RT-PCR and western blot analysis
Total RNA was extracted with the mRNA purification kit (Takara Biotecnology, Dalian CO., LTD.) according to the manufacture’s protocol. RT-PCR was carried out by the routine 2-step method. EPC proteins were harvested by cell lysis buffer (Cell Signaling Technology, Beverly, USA). Protein extracts were subjected to SDS-PAGE, transferred to polyvinylidene fluoride membranes (Roche, Indianapolis, USA). The following antibodies were used: rabbit anti- AMPK antibodies (1:1000; abCAM, Cambridge, UK), rabbit anti-phospho-AMPK antibody (1:1000; abCAM), rabbit anti-actin antibody (1:2000; Cell Signaling Technology). Proteins were visualized with HRP-conjugated anti-rabbit IgG (1:3000; Cell Signaling Technology), followed by use of the ECL chemiluminescence system (Cell Signaling Technology).

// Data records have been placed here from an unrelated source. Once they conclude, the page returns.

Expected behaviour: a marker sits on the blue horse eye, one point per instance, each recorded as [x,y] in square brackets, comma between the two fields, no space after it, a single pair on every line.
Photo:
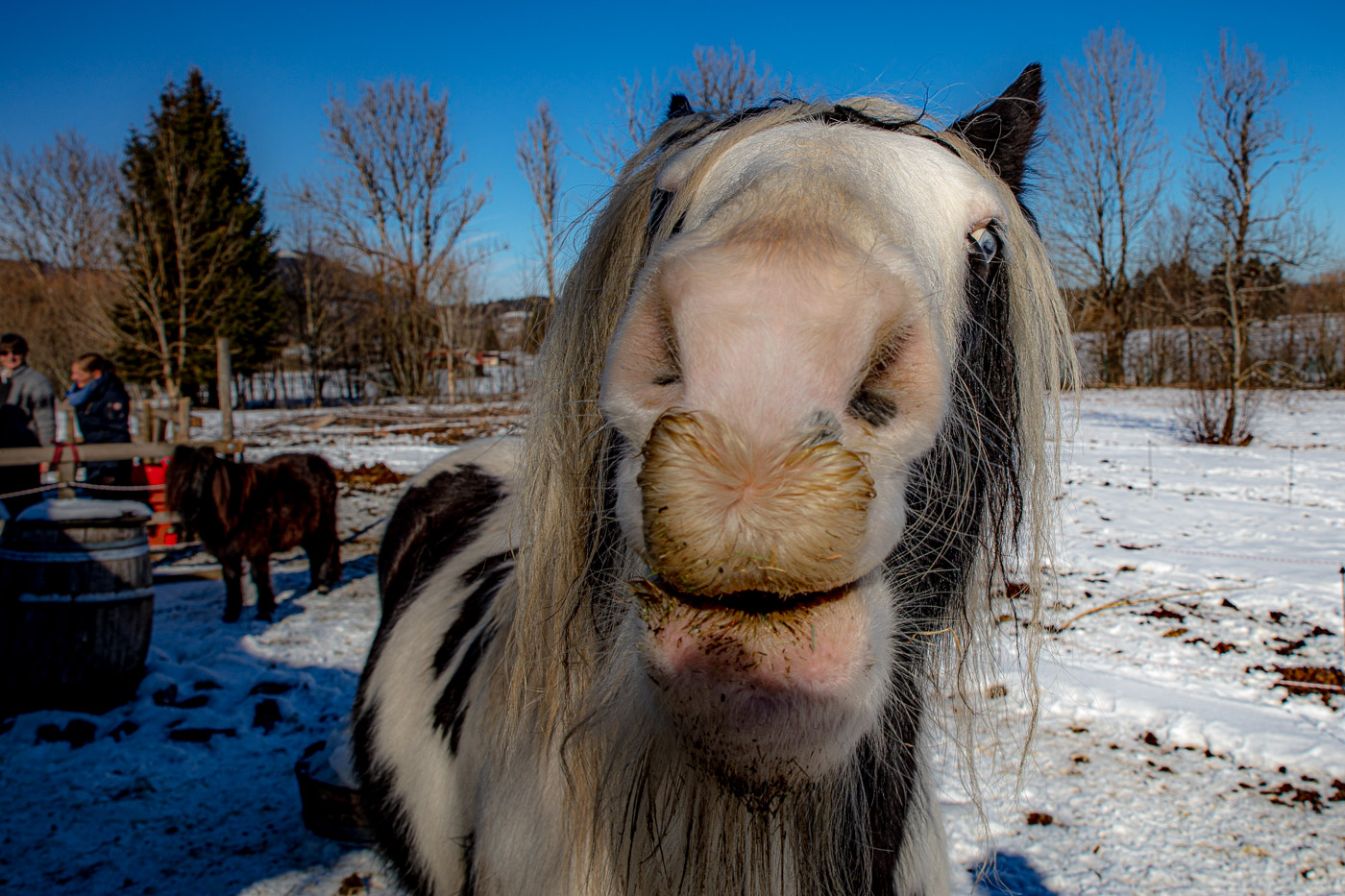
[986,241]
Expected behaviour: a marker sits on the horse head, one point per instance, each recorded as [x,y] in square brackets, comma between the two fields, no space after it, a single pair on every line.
[814,403]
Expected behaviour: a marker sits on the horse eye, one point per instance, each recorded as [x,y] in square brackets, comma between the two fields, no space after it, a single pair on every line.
[986,241]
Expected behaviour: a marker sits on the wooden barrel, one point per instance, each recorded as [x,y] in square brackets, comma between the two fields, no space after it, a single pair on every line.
[77,608]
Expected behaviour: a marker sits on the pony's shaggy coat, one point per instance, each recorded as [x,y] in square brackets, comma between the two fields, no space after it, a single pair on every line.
[790,428]
[249,512]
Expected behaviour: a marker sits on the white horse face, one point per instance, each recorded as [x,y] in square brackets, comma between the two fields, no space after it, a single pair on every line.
[783,362]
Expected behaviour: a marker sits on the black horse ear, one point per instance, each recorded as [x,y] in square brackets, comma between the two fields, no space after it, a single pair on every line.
[1005,131]
[679,107]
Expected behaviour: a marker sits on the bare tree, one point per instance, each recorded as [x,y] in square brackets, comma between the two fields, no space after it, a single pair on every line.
[181,249]
[538,157]
[1109,157]
[1244,197]
[721,80]
[319,296]
[396,207]
[717,80]
[58,206]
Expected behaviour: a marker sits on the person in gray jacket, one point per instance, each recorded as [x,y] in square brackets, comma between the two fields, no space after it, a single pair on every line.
[27,419]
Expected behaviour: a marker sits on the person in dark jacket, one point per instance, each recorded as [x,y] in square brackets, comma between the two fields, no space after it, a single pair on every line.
[27,417]
[103,412]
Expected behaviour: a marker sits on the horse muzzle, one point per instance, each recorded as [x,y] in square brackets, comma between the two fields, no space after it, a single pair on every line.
[723,517]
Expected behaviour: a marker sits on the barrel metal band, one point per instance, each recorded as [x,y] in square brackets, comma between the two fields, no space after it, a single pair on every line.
[100,597]
[118,550]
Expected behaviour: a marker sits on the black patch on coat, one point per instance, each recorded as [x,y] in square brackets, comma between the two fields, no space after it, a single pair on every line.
[470,865]
[487,577]
[1005,131]
[385,812]
[432,523]
[451,708]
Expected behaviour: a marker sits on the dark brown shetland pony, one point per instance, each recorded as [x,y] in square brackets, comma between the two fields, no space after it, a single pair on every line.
[242,510]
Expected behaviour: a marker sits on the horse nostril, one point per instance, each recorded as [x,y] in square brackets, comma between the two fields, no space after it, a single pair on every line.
[826,428]
[871,408]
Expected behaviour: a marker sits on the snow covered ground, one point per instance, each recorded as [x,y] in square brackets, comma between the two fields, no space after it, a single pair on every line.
[1166,759]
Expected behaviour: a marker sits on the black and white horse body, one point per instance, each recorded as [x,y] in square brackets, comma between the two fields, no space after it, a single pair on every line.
[682,641]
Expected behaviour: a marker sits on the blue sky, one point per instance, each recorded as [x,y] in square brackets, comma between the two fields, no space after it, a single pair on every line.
[98,67]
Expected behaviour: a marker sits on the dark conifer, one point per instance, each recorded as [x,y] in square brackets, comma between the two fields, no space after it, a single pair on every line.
[195,245]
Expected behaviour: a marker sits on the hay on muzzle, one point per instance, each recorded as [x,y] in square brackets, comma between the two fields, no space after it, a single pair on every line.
[722,516]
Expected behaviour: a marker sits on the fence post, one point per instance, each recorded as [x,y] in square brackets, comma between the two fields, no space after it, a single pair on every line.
[225,378]
[182,425]
[147,420]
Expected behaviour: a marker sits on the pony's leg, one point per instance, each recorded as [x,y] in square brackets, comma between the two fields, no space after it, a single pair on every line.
[232,570]
[261,577]
[323,561]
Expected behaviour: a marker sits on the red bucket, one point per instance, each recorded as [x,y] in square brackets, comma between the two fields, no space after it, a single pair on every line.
[152,475]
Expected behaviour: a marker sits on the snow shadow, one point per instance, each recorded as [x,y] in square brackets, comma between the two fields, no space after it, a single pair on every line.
[1009,875]
[190,786]
[1138,423]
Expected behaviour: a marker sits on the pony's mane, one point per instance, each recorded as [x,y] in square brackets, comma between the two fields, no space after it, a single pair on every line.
[551,633]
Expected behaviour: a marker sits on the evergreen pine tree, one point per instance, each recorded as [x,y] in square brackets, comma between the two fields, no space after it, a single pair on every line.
[195,247]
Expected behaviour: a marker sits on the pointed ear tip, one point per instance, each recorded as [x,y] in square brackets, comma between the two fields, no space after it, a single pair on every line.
[1031,80]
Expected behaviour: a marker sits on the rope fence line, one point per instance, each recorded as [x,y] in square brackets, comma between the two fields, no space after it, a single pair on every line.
[1310,561]
[74,483]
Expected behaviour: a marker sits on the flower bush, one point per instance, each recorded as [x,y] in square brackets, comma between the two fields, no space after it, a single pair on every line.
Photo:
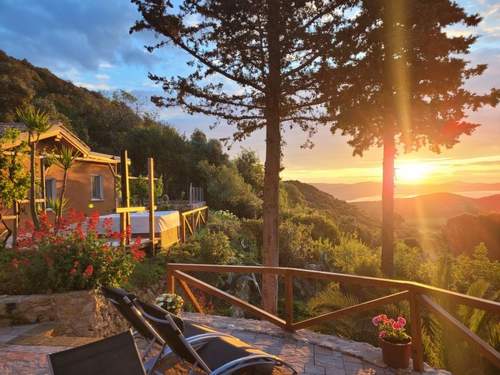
[171,302]
[69,255]
[391,330]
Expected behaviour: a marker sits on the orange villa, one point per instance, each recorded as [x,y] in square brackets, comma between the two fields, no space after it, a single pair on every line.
[92,178]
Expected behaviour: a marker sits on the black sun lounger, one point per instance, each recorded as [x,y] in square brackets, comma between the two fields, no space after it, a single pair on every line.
[204,348]
[115,355]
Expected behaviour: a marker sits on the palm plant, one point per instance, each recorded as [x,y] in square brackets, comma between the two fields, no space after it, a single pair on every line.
[36,122]
[64,159]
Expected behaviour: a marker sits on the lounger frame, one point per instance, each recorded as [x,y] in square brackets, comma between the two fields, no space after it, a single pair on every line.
[191,344]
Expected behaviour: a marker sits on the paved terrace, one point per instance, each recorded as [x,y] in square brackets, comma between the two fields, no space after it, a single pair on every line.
[23,350]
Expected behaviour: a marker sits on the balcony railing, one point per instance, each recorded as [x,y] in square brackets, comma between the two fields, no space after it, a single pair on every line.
[418,295]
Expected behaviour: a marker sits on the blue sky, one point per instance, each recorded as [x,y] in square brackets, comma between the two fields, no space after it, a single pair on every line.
[88,43]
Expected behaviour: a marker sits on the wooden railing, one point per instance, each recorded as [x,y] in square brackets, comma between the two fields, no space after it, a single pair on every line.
[192,220]
[418,295]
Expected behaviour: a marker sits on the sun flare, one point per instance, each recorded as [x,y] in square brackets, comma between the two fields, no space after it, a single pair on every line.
[413,172]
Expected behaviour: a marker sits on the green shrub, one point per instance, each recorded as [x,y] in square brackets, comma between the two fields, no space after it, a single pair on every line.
[64,259]
[147,273]
[354,257]
[224,221]
[215,248]
[322,226]
[226,190]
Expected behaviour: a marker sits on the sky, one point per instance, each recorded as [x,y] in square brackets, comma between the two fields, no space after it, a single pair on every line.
[88,43]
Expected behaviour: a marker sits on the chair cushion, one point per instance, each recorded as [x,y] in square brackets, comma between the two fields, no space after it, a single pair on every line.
[224,349]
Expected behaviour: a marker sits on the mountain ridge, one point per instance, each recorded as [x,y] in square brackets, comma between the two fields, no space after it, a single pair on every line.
[349,192]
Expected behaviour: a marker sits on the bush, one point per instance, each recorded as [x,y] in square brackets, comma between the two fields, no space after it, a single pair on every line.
[226,190]
[215,248]
[224,221]
[147,273]
[322,226]
[354,257]
[64,258]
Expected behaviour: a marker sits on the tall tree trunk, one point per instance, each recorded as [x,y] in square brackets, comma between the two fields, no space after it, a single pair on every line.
[273,157]
[388,140]
[34,213]
[388,203]
[61,196]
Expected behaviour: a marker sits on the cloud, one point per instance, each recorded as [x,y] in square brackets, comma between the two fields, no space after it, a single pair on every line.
[95,86]
[87,35]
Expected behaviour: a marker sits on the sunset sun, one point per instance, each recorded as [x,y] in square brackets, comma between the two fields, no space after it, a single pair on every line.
[413,172]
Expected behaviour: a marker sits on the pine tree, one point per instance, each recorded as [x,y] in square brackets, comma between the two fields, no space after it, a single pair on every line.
[399,80]
[255,65]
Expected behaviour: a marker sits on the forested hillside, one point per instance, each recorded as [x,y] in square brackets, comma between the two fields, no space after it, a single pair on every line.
[110,125]
[107,124]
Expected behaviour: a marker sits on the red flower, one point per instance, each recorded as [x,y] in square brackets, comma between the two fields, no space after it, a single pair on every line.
[136,251]
[88,271]
[107,223]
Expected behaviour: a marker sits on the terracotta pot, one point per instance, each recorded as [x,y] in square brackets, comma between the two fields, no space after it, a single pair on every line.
[395,355]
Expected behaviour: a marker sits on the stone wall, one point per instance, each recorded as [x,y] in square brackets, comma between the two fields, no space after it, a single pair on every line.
[81,313]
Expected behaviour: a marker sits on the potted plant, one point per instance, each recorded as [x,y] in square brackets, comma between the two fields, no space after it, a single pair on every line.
[394,341]
[171,302]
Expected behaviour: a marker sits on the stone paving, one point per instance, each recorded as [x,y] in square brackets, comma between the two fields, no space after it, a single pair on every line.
[308,352]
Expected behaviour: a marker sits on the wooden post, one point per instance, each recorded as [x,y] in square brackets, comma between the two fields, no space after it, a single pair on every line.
[42,184]
[183,228]
[151,186]
[170,282]
[15,226]
[289,301]
[124,217]
[416,332]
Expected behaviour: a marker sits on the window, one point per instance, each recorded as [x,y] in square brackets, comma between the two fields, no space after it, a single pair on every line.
[50,189]
[97,191]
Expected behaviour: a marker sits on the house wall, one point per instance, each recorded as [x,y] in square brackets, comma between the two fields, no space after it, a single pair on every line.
[78,188]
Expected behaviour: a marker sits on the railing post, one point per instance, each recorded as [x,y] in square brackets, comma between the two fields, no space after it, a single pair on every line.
[289,301]
[416,332]
[183,228]
[170,282]
[151,191]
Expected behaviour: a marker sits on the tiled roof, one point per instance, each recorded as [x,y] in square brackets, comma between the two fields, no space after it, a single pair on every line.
[9,125]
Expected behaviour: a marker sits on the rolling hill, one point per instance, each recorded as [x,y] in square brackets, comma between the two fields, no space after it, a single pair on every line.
[437,206]
[362,190]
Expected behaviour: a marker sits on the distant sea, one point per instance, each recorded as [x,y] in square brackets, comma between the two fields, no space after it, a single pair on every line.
[469,194]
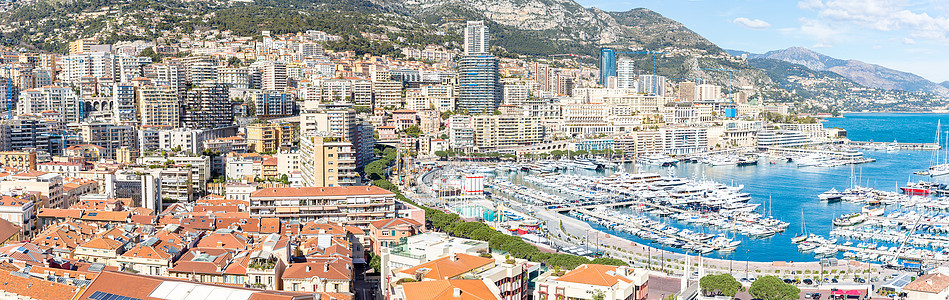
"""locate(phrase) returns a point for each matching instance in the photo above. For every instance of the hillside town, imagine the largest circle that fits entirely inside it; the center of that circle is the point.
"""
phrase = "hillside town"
(235, 167)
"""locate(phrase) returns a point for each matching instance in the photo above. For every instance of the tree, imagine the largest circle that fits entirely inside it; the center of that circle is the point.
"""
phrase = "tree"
(376, 263)
(598, 295)
(715, 285)
(150, 53)
(233, 61)
(772, 288)
(413, 131)
(608, 261)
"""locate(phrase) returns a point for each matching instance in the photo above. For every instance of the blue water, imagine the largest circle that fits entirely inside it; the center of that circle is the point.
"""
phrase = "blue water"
(788, 191)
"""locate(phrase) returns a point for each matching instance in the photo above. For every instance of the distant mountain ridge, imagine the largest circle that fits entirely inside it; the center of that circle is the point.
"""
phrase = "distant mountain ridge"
(868, 75)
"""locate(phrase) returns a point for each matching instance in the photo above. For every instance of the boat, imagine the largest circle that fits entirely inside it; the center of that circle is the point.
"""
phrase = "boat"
(831, 196)
(921, 188)
(657, 160)
(850, 219)
(800, 237)
(873, 211)
(892, 147)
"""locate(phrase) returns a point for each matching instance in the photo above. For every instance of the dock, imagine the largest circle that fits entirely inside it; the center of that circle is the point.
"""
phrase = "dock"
(626, 223)
(903, 146)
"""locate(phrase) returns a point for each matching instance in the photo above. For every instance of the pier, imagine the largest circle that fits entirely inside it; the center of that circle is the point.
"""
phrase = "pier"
(626, 223)
(903, 146)
(608, 204)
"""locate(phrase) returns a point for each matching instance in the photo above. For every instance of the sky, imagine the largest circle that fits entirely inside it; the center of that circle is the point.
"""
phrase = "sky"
(906, 35)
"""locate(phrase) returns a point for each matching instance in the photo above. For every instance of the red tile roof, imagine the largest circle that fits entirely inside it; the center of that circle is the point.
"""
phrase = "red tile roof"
(445, 290)
(320, 191)
(35, 288)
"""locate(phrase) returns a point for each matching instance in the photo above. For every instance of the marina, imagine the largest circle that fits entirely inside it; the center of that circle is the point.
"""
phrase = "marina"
(747, 205)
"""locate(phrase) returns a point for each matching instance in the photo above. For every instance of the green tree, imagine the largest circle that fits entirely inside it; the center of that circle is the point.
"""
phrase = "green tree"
(413, 131)
(233, 61)
(375, 263)
(772, 288)
(719, 285)
(150, 53)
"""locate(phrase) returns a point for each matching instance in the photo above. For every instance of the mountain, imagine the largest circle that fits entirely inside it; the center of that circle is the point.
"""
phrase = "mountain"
(869, 75)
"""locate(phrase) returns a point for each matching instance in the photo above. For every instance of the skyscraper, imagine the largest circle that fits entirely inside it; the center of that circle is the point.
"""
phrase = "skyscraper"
(626, 74)
(607, 65)
(476, 38)
(652, 84)
(480, 89)
(479, 79)
(207, 106)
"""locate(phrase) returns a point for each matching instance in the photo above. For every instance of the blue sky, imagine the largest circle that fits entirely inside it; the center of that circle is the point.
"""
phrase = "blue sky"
(906, 35)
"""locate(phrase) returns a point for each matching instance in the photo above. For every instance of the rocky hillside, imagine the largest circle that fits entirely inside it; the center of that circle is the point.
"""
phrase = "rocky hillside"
(868, 75)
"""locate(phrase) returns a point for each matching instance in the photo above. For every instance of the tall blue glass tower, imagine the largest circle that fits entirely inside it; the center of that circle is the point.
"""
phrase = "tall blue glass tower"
(607, 65)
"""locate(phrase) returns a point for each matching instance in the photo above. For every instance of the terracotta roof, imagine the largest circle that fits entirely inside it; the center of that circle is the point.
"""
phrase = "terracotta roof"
(336, 270)
(102, 243)
(8, 230)
(35, 288)
(60, 213)
(109, 216)
(223, 240)
(445, 290)
(449, 267)
(269, 225)
(321, 191)
(929, 283)
(394, 222)
(141, 286)
(593, 274)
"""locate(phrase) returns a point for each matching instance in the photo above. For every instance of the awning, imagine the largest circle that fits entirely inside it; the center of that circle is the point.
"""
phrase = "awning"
(288, 209)
(847, 292)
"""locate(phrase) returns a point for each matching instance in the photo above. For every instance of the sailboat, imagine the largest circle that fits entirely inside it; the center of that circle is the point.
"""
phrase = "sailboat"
(939, 169)
(800, 237)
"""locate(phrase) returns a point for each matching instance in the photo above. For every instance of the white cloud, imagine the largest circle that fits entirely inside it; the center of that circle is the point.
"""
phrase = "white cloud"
(756, 24)
(810, 4)
(883, 15)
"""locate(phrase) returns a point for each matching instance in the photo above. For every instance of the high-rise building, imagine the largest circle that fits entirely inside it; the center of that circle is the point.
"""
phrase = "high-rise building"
(476, 38)
(607, 65)
(109, 136)
(123, 104)
(708, 92)
(61, 99)
(327, 160)
(158, 107)
(207, 106)
(652, 84)
(274, 104)
(626, 75)
(687, 91)
(274, 76)
(387, 94)
(479, 84)
(343, 123)
(269, 137)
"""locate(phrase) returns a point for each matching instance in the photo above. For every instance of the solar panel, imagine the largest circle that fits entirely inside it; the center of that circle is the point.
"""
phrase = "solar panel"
(107, 296)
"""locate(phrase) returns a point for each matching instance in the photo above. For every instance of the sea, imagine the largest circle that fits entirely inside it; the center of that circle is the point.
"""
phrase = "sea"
(789, 193)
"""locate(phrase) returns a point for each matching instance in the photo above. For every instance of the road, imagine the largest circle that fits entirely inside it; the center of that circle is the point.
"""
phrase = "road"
(574, 232)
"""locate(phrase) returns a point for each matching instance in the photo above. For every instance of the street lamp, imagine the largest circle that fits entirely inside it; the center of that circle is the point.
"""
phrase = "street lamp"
(746, 262)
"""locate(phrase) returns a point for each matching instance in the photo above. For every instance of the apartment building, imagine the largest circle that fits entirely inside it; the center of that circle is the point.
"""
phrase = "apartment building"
(350, 205)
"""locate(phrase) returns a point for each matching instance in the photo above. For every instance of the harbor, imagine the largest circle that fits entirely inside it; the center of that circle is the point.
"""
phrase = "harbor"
(769, 206)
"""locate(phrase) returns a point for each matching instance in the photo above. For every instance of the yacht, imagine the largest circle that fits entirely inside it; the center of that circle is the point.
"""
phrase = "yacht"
(831, 196)
(658, 160)
(850, 219)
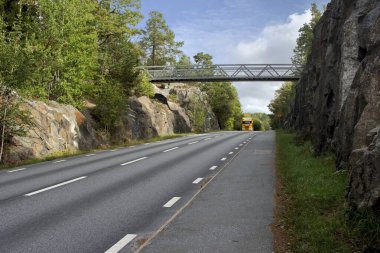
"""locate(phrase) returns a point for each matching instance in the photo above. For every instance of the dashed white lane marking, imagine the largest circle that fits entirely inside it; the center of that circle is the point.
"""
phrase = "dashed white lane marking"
(60, 161)
(121, 244)
(11, 171)
(140, 159)
(196, 181)
(168, 150)
(55, 186)
(171, 202)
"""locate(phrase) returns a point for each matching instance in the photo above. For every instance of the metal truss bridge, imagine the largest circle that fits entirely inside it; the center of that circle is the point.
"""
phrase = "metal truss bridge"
(217, 73)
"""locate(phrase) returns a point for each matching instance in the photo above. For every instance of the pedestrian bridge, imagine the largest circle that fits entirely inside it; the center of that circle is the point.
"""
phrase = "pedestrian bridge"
(218, 73)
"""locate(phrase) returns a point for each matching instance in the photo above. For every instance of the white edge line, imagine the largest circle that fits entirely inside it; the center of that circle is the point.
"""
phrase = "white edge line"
(10, 171)
(171, 202)
(213, 167)
(60, 161)
(168, 150)
(140, 159)
(55, 186)
(196, 181)
(121, 244)
(154, 235)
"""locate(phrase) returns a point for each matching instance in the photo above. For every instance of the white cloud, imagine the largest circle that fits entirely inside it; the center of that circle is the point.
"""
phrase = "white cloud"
(236, 41)
(274, 45)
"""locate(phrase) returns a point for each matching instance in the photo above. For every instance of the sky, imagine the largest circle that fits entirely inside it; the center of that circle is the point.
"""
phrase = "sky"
(237, 32)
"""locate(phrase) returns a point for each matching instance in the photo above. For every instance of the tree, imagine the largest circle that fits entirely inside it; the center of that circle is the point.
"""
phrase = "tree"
(184, 60)
(158, 41)
(14, 121)
(264, 119)
(280, 106)
(203, 59)
(305, 37)
(257, 125)
(225, 104)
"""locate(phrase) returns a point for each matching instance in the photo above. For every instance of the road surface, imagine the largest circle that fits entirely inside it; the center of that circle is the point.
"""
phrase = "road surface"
(115, 200)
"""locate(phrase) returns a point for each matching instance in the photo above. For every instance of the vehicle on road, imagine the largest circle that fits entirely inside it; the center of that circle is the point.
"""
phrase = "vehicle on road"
(247, 123)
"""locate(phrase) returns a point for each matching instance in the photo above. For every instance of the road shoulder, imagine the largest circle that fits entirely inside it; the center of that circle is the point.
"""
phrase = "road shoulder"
(234, 212)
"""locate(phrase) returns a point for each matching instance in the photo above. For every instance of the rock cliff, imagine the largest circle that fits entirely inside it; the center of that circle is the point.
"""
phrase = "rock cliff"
(337, 101)
(60, 127)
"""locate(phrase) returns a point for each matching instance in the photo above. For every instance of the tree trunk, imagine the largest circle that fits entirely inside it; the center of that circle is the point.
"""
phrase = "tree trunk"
(3, 134)
(154, 55)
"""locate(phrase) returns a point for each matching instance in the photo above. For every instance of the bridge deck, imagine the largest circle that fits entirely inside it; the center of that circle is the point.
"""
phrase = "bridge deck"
(215, 73)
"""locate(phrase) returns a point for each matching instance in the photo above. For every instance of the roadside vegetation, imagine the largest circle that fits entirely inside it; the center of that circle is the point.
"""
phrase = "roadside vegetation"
(311, 212)
(311, 215)
(70, 153)
(53, 50)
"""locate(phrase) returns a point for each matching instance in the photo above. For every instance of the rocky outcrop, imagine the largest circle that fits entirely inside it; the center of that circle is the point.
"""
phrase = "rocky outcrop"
(58, 127)
(146, 118)
(195, 103)
(55, 128)
(337, 101)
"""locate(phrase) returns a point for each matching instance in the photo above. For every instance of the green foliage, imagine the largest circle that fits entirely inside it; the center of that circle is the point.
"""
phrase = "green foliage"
(303, 47)
(158, 41)
(264, 120)
(144, 87)
(280, 106)
(184, 60)
(203, 59)
(313, 197)
(225, 104)
(257, 125)
(13, 120)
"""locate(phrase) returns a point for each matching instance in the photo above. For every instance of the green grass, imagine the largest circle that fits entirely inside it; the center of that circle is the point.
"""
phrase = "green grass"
(312, 196)
(71, 153)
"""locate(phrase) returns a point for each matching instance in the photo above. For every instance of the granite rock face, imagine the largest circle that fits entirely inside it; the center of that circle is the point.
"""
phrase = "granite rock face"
(56, 128)
(337, 101)
(60, 127)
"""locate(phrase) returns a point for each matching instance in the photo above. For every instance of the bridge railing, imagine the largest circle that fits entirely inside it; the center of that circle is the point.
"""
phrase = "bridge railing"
(241, 72)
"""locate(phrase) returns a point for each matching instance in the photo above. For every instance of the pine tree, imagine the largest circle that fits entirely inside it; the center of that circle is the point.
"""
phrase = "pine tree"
(305, 38)
(158, 41)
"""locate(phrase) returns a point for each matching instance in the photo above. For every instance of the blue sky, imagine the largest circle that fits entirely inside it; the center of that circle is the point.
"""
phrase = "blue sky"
(238, 31)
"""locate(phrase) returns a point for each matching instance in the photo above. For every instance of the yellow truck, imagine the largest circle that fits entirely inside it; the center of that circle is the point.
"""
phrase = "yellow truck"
(247, 123)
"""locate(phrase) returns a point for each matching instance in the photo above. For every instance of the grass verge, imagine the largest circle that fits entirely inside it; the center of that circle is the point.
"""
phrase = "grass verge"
(71, 153)
(311, 215)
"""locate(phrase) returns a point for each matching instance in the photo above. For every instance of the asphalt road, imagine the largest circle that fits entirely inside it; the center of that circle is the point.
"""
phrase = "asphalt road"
(108, 201)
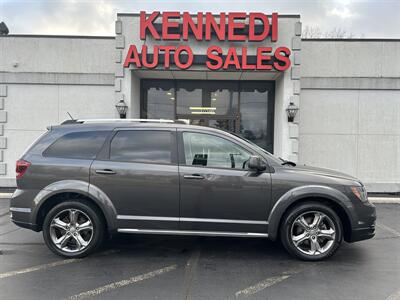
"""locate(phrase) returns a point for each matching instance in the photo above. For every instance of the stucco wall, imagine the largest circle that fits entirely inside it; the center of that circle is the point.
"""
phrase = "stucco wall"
(350, 110)
(43, 78)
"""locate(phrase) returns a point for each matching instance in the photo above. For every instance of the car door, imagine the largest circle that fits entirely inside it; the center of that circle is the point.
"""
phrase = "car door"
(138, 171)
(218, 191)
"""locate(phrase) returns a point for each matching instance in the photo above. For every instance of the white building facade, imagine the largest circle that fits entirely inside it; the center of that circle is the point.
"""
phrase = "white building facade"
(347, 91)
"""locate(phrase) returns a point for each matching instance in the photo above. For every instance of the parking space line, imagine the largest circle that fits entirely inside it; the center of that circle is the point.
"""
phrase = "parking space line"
(264, 284)
(391, 230)
(38, 268)
(50, 265)
(394, 296)
(122, 283)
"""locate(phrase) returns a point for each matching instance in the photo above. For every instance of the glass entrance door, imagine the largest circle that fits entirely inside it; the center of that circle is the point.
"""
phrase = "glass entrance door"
(242, 107)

Determination of AMP/ATP ratios
Adenine nucleotides from perchloric acid extracts of EPCs were analyzed by ion-exchange chromatography. The areas under the AMP and ATP peaks were integrated and used to calculate the AMP/ATP ratio. In each case the values are the mean ± SD from three to four independent measurements.
Measurement of intracellular Ca2+
Intracellular Ca2+ levels were determined with the Ca2+ sensitive fluorochrome Fluo-3/AM. EPCs were incubated with 3 uM Fluo-3/AM at 37°C for 30 min in the dark after the treatment with salidroside plus H2O2. Cells were then gently rinsed three times and the fluorescence was analyzed by spectrophotometer (PerkinEl mer LS 55).
Statistical analysis
Continuous variables and category variables are presented as mean ± SD or n (%), respectively. A Student’s t test or ANOVA was performed to compare the difference of baseline characteristics and the change of parameters before and after intervention. A value of two-sided P < 0.05 was considered statistically significant. Statistical analyses were performed using SPSS 22.0 software (IBM Corporation, Somers, New York, USA) and figures were plotted using Graphpad Prism software (version 9.0).